I’m not the most competent CSS writer and I had never written a Hugo shortcode before.
In several turns with Sonnet in Cursor, I was able to create a basic styled shortcode for a sidenote that appeared as a superscript number to start.
I prompted the model to allow me to use content in-line as the shortcode anchor and it generated those modifications.
Then I had an issue with the content overflowing on the right side if the content anchor was too far right or most of the time on mobile, so I asked the model for some options.
It suggested showing the sidenote content below the main post content.
I liked that, but didn’t like how it was shifting the content when it revealed the sidenote, so I prompted it to show the sidenote above the rest of the content.

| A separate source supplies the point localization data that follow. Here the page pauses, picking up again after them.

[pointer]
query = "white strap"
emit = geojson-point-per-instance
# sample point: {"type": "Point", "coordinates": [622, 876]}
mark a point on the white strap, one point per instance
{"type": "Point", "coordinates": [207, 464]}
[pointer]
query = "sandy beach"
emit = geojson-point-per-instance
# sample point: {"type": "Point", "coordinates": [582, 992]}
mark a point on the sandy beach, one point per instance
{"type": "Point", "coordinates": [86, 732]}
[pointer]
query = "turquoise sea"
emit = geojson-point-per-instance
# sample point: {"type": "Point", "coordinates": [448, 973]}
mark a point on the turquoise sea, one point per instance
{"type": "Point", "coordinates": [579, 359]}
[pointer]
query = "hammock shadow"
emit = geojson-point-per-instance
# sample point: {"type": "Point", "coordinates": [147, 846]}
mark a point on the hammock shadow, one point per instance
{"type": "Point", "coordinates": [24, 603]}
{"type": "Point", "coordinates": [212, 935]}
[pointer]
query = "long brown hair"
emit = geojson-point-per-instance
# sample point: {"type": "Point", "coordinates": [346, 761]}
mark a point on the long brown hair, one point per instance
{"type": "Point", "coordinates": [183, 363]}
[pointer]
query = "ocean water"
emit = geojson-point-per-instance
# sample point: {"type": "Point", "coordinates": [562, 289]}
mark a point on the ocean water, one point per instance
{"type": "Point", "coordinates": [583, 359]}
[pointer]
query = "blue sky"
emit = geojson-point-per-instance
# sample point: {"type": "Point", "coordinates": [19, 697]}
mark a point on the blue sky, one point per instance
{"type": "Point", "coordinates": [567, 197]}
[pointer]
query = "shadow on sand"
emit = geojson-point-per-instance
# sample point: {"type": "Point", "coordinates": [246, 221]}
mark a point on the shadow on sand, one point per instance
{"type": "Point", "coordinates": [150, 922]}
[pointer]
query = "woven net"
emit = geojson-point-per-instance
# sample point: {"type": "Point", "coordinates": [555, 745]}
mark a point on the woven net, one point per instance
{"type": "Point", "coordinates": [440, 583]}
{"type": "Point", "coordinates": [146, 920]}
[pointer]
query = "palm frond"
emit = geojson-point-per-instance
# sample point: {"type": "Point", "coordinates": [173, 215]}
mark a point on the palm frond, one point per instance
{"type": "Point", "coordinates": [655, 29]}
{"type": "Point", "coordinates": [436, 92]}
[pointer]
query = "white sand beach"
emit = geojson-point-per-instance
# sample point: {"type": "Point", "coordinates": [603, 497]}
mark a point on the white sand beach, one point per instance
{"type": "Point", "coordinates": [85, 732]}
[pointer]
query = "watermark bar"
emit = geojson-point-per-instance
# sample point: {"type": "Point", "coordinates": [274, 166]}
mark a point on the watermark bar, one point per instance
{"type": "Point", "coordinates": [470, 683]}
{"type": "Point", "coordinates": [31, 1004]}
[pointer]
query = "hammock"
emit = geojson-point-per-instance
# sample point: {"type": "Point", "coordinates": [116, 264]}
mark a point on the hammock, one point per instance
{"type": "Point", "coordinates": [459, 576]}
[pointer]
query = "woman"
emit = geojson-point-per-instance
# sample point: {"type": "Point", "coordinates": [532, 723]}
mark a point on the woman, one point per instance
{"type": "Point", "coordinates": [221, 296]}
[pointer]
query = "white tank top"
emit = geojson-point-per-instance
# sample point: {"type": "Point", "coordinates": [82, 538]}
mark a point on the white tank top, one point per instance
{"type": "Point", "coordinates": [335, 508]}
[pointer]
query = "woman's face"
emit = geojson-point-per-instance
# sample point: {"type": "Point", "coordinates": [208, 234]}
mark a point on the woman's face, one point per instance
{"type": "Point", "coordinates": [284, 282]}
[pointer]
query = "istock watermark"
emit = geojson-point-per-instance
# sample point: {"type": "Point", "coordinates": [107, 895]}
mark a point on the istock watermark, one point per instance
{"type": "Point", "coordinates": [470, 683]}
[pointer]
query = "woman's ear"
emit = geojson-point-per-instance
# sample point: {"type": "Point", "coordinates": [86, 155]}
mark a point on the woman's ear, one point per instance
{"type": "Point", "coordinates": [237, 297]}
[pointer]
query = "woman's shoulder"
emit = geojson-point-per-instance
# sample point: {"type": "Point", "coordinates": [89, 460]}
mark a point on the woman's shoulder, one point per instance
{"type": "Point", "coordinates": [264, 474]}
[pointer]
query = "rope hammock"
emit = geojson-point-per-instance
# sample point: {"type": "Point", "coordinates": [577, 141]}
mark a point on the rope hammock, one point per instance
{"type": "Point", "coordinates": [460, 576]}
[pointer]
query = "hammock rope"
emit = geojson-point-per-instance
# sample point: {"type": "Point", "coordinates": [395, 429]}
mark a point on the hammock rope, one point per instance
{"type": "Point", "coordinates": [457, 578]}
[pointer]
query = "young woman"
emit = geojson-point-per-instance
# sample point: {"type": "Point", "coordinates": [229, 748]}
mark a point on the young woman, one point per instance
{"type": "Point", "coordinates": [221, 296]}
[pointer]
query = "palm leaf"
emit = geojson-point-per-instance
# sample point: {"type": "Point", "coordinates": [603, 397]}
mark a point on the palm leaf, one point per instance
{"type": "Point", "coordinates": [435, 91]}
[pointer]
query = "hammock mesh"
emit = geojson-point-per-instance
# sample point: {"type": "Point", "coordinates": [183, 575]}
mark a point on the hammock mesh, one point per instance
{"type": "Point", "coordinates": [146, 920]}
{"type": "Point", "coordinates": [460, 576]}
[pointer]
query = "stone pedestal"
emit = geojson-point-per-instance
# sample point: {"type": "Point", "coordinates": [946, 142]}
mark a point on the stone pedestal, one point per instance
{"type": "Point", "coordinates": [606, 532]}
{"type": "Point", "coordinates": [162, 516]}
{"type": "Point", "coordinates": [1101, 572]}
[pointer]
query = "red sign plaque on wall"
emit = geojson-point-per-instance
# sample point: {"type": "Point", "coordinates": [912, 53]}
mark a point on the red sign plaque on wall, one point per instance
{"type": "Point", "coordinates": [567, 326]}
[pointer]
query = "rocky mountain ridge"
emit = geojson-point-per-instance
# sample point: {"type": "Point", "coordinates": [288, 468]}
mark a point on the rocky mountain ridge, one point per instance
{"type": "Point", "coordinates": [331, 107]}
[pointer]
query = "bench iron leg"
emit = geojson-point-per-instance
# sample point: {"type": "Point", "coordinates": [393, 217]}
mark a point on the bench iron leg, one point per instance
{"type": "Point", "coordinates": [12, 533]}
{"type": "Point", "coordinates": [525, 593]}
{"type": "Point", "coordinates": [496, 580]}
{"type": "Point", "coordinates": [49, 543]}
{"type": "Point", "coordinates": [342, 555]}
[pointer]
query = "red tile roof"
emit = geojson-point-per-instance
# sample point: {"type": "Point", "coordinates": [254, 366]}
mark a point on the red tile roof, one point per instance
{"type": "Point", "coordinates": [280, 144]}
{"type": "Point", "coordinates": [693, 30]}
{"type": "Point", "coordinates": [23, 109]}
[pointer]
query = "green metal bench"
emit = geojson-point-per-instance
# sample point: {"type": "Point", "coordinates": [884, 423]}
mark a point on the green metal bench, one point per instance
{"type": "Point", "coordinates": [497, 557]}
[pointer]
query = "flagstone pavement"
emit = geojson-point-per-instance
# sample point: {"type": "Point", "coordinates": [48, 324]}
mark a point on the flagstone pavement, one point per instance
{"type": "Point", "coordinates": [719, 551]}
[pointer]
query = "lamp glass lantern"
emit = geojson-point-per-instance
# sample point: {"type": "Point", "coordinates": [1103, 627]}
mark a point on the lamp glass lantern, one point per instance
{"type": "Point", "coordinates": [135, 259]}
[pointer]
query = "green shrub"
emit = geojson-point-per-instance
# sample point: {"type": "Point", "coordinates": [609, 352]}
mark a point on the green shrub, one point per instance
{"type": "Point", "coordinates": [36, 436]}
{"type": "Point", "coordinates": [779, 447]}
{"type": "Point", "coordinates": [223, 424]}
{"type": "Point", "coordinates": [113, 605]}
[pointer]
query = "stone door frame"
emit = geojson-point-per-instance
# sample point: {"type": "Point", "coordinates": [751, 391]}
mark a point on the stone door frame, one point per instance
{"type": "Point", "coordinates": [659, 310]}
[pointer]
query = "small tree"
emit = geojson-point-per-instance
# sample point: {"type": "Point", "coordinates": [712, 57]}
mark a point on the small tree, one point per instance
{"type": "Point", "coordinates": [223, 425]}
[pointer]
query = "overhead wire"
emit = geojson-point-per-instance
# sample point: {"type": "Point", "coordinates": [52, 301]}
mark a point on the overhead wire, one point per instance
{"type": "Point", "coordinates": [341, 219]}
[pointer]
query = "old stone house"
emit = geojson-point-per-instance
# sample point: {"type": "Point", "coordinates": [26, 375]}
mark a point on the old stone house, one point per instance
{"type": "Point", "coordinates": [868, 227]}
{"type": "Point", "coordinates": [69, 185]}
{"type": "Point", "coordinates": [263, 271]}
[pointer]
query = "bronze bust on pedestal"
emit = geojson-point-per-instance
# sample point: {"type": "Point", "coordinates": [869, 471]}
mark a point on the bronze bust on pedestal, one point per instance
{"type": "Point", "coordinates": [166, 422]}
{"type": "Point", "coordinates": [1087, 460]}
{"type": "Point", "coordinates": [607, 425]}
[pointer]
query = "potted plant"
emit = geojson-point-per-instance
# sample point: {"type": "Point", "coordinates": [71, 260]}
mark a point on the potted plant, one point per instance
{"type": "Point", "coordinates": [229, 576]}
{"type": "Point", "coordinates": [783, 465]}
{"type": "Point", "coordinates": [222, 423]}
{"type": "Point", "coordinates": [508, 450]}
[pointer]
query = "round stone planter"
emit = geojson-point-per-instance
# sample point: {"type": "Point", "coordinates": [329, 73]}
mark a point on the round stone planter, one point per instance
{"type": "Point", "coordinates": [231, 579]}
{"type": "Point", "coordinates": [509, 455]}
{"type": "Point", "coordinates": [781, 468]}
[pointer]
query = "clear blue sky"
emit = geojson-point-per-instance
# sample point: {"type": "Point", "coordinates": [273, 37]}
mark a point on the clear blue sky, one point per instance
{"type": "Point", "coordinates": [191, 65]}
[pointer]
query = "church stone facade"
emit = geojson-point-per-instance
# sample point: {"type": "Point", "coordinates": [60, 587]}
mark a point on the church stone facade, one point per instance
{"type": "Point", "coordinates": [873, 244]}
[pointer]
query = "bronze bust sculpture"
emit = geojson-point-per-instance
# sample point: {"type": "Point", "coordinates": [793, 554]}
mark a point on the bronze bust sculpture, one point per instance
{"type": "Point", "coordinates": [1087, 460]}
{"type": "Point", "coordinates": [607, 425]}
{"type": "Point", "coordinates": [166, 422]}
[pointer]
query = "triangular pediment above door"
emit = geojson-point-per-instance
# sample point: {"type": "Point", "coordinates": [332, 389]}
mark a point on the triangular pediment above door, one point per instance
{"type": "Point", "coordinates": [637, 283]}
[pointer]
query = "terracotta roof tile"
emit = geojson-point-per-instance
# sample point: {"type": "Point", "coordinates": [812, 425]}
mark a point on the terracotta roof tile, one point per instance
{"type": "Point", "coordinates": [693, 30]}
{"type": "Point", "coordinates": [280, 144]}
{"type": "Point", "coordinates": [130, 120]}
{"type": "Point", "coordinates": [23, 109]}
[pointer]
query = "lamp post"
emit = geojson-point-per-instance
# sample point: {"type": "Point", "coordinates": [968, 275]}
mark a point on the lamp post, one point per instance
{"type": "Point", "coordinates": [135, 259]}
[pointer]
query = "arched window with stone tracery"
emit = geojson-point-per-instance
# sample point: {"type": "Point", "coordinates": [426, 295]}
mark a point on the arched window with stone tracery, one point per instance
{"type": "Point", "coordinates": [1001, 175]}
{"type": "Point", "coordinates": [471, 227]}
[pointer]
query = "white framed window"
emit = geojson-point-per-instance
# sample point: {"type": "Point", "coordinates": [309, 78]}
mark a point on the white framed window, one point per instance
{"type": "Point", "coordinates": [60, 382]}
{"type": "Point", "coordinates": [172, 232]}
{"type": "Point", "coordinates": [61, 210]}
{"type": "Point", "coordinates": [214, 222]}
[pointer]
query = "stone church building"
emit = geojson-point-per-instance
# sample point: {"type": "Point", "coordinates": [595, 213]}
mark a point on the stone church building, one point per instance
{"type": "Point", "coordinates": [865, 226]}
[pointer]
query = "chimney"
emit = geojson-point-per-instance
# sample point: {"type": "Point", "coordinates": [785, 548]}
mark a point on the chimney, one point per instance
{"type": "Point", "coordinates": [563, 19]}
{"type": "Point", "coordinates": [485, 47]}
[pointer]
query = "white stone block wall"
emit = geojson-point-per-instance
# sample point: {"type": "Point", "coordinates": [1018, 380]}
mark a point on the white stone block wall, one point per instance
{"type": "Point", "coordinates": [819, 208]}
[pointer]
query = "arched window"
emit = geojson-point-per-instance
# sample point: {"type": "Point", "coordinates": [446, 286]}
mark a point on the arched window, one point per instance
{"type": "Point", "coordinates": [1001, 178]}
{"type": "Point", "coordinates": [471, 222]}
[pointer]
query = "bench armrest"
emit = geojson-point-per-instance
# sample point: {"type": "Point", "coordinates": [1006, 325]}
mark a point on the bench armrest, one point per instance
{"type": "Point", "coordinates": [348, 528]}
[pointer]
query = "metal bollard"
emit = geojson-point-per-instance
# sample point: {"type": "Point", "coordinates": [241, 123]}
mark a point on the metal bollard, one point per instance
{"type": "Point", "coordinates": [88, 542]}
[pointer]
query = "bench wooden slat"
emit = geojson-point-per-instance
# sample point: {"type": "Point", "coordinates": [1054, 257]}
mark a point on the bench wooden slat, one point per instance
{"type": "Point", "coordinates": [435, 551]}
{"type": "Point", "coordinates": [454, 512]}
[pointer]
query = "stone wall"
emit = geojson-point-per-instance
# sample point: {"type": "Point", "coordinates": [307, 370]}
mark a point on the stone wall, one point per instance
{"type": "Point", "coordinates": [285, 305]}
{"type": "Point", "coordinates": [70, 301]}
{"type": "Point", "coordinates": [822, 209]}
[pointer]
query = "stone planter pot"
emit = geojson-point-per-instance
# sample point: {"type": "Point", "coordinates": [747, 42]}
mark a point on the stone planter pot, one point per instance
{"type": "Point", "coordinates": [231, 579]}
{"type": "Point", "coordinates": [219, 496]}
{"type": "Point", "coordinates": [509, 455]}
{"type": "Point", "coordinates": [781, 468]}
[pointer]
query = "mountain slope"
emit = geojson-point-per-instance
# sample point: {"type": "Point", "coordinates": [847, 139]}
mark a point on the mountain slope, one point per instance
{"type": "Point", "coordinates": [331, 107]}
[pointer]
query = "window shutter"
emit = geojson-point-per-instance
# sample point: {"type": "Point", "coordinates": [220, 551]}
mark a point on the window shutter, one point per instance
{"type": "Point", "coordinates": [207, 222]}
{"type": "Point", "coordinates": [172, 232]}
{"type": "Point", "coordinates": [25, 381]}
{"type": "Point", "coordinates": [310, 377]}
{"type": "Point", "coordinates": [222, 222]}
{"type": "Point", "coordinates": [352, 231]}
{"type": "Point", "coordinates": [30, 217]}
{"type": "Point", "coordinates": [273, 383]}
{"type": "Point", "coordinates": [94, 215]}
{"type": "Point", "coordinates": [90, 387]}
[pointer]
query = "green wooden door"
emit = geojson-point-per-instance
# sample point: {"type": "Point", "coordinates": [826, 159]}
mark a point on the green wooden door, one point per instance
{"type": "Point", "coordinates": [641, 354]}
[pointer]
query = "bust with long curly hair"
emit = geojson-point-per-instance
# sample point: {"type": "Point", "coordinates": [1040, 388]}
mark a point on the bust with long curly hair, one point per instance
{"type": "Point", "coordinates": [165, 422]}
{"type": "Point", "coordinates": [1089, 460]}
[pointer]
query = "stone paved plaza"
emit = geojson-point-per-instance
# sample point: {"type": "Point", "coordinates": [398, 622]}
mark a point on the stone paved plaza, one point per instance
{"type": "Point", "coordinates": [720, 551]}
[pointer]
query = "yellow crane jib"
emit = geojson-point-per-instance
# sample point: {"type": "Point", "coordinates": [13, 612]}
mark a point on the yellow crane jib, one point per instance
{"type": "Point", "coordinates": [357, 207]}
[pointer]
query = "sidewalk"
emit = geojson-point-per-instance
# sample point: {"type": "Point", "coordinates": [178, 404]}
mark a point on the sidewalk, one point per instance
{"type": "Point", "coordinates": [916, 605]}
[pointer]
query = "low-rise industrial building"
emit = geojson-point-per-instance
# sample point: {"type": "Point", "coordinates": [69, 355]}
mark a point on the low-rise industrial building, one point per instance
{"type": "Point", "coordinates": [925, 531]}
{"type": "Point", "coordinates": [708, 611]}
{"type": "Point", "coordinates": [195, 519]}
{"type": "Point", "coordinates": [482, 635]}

A nice read by Stuart on Python development tools.
This introduced me to the pyproject.toml
configuration file, which is more comprehensive than a requirements file.
It’s something I’ll need to research a bit more before I’m ready to confidently adopt it.
Claude’s character
A video about the personality of the AI, Claude.
I’ve not yet become a big “papers” person yet, so this was my first introduction to “Constitutional AI”, which is a training approach where you use the model to train itself, by having it evaluate its own responses against the principles with which it was trained.